Daily Blog #263: Decrypting images with a little help from Arsenal Image Mounter

: Decrypting images with a little help from Arsenal Image Mounter


Hello Reader,
       Looks like I need some more time before I finish up my work with Hal's mlocator and mlocate-time scripts, so instead of finishing that series I thought I would post about something cool that I found with a client. Hello client who is not being named directly! It was good seeing you this week.

So, let's say you have an image of a  full disk encrypted drive and you want to get a tool that doesn't support transparently decrypting the disk (something tools like FTK and Encase can do) to work with the image. Now what we are about to talk about here assumes that you have the password/recovery key/private key whatever it is you need to decrypt the disk, so don't think this is some magic backdoor mechanism for encrypted disks.

Step 1. The first thing you'll need to do is get your disk image into raw/dd format. If you have it in another format you can convert most formats to raw using FTK Imager. If this sounds confusing I'll post another blog showing how to do this. If you made a raw image then your ready to go!
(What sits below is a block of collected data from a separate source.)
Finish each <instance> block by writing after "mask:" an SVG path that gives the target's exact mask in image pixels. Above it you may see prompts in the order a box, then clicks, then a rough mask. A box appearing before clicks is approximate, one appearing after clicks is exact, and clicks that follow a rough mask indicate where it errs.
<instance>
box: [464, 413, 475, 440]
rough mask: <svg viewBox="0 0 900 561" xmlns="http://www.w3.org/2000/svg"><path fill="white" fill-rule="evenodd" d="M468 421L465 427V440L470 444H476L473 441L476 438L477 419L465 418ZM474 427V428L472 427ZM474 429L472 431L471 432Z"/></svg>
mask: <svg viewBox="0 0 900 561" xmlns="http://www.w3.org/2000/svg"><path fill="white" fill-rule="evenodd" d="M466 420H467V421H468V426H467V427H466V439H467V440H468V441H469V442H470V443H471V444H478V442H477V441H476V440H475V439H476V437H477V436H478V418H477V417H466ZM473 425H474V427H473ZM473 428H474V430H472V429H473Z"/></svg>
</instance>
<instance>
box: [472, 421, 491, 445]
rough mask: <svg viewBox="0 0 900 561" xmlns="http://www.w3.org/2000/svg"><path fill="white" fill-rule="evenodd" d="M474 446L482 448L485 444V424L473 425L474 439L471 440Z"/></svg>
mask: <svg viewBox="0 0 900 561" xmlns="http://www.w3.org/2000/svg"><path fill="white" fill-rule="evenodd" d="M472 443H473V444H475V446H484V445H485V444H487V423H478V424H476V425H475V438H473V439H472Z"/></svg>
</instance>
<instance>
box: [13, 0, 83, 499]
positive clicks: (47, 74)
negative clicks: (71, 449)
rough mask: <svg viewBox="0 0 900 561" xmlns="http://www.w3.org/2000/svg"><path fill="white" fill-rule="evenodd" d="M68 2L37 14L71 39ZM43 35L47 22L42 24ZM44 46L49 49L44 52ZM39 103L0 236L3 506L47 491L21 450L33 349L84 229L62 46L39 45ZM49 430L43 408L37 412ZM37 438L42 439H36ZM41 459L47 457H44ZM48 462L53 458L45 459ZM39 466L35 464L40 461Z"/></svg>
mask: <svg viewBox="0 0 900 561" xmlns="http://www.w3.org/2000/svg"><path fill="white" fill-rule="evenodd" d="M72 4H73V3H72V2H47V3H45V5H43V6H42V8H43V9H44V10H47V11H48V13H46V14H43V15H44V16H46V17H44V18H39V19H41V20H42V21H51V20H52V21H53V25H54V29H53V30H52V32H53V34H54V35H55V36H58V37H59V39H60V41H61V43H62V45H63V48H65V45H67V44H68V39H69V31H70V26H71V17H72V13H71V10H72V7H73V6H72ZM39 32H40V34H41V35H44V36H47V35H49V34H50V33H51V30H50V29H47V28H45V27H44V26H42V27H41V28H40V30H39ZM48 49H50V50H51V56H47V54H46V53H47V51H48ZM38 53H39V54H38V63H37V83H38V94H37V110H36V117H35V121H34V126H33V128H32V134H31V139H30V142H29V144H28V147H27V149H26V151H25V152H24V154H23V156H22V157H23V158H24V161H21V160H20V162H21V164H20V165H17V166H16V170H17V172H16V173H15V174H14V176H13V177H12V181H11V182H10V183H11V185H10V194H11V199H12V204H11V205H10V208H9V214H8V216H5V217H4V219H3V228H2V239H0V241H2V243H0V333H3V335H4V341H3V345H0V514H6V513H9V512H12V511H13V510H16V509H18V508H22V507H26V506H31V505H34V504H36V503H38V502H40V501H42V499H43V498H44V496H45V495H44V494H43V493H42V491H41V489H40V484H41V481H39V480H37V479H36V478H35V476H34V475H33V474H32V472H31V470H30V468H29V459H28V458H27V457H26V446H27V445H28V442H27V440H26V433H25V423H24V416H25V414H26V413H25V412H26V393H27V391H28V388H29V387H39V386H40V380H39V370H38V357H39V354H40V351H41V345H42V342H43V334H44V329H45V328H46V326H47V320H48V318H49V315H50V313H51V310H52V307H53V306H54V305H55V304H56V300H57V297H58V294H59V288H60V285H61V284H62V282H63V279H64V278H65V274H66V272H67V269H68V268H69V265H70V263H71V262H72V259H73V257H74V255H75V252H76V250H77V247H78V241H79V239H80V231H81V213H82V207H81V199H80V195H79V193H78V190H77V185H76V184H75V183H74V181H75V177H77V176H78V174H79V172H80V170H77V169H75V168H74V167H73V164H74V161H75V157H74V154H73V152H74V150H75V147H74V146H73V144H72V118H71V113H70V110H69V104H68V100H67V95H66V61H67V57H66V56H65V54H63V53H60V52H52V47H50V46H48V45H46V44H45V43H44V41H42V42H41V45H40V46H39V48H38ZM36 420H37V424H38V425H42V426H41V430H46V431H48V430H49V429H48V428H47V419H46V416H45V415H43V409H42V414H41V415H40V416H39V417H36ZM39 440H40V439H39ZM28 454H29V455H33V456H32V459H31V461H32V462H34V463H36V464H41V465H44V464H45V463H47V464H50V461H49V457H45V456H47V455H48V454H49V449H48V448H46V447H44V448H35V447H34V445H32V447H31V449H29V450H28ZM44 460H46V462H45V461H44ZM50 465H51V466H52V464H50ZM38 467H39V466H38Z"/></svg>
Step 2. You need to decide if you want to keep a copy of the encrypted disk image, and thus have two images one encrypted and decrypted. I would recommend this for criminal cases as they have a higher burden of proof but not for civil cases.

Step 3. Take the raw image and use Arsenal Image Mounter to mount it as a physical volume. The trick here again lies in that AIM is going to get Windows to recognize the disk as a physical volume via iSCSI.

Step 4. You will choose the option to modify the original image rather than make it read only or have an overlay file.

Step 5. Your encrypted physical disk image is now present on your computer and will interact as any other physical disk. You should now load up whatever encryption software was used to encrypt the disk in the first place and enter the passcode/recovery key to unlock the drive. For Bitlocker drives (what we tested this week) the dialog will just pop up and say Hey Buddy! This is a bitlocker drive, got the recovery key?

Step 6. Remove the drive encryption, in Bitlocker you just have to go to the control panel->bitlocker and turn off bitlocker on the mounted image.

Step 7. Wait for the decryption to finish and unmount the image.

There you go, you're done! The image you mounted has now been modified and contains a  full decrypted disk image and ready to work with any tool you have that supports raw disk images.

This method isn't perfect but it does solve some issues and if you keep a copy of the encrypted image you'll always be able to go back and either repeat the procedure or load it a tool that supports the encryption suite directly.